How do you stump an advisor? Try throwing him or her a hard question like, "Why didn't you see the market collapse coming?" Or better yet, in the age of Madoff, ask the advisor, "How do I know you're not a crook?"

Five industry heavyweights gathered Sunday at the Financial Planning Association's 2009 Anaheim, Calif., conference to discuss what to do when facing those tough questions-and how to defuse them.

They said one question clients are asking is why didn't advisors foresee the apocalyptic ruin that befell the markets in 2008. Harold Evensky of Evensky & Katz said that trying to predict what would have happened in the market was almost as good as seeking the truth with Ouija boards and crystal balls. His co-panelists said that economists work in hindsight, so it isn't possible for advisors to predict something like the credit crisis, the housing market collapse and the decimation of institutions that were 100 years old.

Elissa Buie of Yeske Buie added that many things aren't predictable-including the inevitable turnarounds, which a client would want to be invested for.

Other panelists said that many clients realize this question isn't rational.

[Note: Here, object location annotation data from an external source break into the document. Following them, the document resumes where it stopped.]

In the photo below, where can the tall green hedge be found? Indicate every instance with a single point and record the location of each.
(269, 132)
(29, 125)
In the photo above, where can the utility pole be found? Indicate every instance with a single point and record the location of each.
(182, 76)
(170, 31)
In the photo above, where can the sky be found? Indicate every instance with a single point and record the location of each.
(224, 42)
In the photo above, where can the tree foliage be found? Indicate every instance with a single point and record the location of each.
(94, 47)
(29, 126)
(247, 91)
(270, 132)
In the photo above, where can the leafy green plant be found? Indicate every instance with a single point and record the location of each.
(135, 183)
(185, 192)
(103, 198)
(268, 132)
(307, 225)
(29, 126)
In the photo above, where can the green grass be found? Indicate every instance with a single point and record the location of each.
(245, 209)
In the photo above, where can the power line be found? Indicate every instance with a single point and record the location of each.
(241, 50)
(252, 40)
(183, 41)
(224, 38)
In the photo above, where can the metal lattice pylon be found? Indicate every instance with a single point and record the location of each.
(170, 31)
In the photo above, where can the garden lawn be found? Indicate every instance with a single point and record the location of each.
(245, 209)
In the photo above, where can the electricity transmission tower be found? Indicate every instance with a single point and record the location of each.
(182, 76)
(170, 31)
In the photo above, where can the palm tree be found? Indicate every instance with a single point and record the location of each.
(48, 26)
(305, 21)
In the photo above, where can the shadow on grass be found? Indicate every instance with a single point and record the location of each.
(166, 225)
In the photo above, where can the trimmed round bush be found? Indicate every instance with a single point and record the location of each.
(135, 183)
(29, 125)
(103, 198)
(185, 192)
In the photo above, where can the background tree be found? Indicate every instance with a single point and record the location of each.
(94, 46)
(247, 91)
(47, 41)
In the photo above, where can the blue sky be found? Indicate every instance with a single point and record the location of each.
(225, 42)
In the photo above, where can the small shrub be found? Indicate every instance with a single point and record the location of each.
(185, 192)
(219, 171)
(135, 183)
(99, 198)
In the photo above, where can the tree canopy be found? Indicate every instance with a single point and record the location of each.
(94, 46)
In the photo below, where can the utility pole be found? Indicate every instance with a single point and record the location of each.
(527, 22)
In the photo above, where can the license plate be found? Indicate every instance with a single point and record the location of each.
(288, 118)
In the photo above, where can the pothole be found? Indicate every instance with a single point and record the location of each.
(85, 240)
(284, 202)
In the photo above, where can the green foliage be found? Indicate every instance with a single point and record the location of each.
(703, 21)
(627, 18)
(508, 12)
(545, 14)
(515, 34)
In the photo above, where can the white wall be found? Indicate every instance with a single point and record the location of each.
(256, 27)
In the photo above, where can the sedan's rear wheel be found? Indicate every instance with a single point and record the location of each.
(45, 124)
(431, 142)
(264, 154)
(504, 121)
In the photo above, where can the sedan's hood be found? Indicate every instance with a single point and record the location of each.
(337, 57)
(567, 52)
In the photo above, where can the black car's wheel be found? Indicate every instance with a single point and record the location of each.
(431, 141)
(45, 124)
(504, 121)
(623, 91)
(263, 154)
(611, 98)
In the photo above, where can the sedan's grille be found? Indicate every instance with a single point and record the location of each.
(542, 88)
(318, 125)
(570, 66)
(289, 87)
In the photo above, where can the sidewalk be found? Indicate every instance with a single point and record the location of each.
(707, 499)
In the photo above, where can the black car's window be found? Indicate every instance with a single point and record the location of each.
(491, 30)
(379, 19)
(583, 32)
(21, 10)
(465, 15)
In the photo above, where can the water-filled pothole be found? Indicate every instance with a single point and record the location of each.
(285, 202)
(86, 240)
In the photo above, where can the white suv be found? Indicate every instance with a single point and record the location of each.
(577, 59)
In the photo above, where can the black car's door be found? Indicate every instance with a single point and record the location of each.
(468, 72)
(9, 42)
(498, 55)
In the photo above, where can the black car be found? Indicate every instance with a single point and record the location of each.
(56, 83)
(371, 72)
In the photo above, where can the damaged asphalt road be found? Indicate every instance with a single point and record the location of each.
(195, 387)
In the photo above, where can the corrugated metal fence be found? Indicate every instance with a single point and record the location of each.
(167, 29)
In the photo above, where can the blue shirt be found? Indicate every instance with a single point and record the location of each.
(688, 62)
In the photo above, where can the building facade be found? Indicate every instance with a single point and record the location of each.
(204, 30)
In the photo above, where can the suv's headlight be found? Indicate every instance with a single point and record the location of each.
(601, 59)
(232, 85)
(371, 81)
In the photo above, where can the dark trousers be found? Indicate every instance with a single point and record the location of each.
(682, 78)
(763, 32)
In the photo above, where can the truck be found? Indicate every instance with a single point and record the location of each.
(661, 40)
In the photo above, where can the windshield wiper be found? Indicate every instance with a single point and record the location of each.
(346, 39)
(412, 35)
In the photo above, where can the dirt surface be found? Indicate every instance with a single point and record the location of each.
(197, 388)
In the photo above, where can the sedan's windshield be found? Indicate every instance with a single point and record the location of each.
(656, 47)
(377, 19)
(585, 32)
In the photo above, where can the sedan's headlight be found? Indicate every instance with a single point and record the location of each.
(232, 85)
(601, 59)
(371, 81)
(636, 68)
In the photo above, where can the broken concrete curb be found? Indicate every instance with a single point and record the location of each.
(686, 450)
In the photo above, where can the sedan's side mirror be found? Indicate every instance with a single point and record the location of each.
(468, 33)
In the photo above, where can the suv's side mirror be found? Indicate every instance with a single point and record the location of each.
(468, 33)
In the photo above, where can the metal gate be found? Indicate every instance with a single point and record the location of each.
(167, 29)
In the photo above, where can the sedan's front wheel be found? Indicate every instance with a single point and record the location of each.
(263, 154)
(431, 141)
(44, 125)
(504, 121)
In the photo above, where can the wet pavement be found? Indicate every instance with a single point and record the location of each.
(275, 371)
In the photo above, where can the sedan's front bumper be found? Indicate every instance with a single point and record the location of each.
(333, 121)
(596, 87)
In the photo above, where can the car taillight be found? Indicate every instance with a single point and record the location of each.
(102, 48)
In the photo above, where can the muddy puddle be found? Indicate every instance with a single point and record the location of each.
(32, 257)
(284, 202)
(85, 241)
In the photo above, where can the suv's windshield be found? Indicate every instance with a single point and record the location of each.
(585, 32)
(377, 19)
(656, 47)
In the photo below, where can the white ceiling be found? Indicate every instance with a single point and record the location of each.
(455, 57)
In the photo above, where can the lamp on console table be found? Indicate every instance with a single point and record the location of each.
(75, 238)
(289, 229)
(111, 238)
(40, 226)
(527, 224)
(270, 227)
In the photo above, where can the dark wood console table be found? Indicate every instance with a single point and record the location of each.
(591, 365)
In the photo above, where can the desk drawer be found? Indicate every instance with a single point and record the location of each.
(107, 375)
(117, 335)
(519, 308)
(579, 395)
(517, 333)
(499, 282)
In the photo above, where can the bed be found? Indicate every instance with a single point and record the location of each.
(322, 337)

"This is not an intellectual question," said Tim Kochis of Aspiriant. "It's an emotional cry. [Clients say] 'I've suffered lot of pain. You should have been in a position to soften that blow for me and I feel like you have failed to do your job, even though I know intellectually that you could not have anticipated that.'"

Another tough question clients ask advisors is why they still adhere to asset allocation when it appears to have failed.

"I don't agree with the premise that asset allocation failed to work," said Kochis. "It's not designed to protect against movements in a short-time horizon [like the market collapse]. It's designed to provide optimal performance over long periods of time."

Or put another way, it worked perfectly well if you told you clients up front that cataclysms of this kind were always possible at one narrow end of the risk universe-where the black swans swim.

Michael Branham of Cornerstone Wealth Advisors, said he told his clients that asset allocation had indeed done its job, because they were in strong fixed income holdings that generated income and prevented them from jettisoning depressed stocks at steep losses.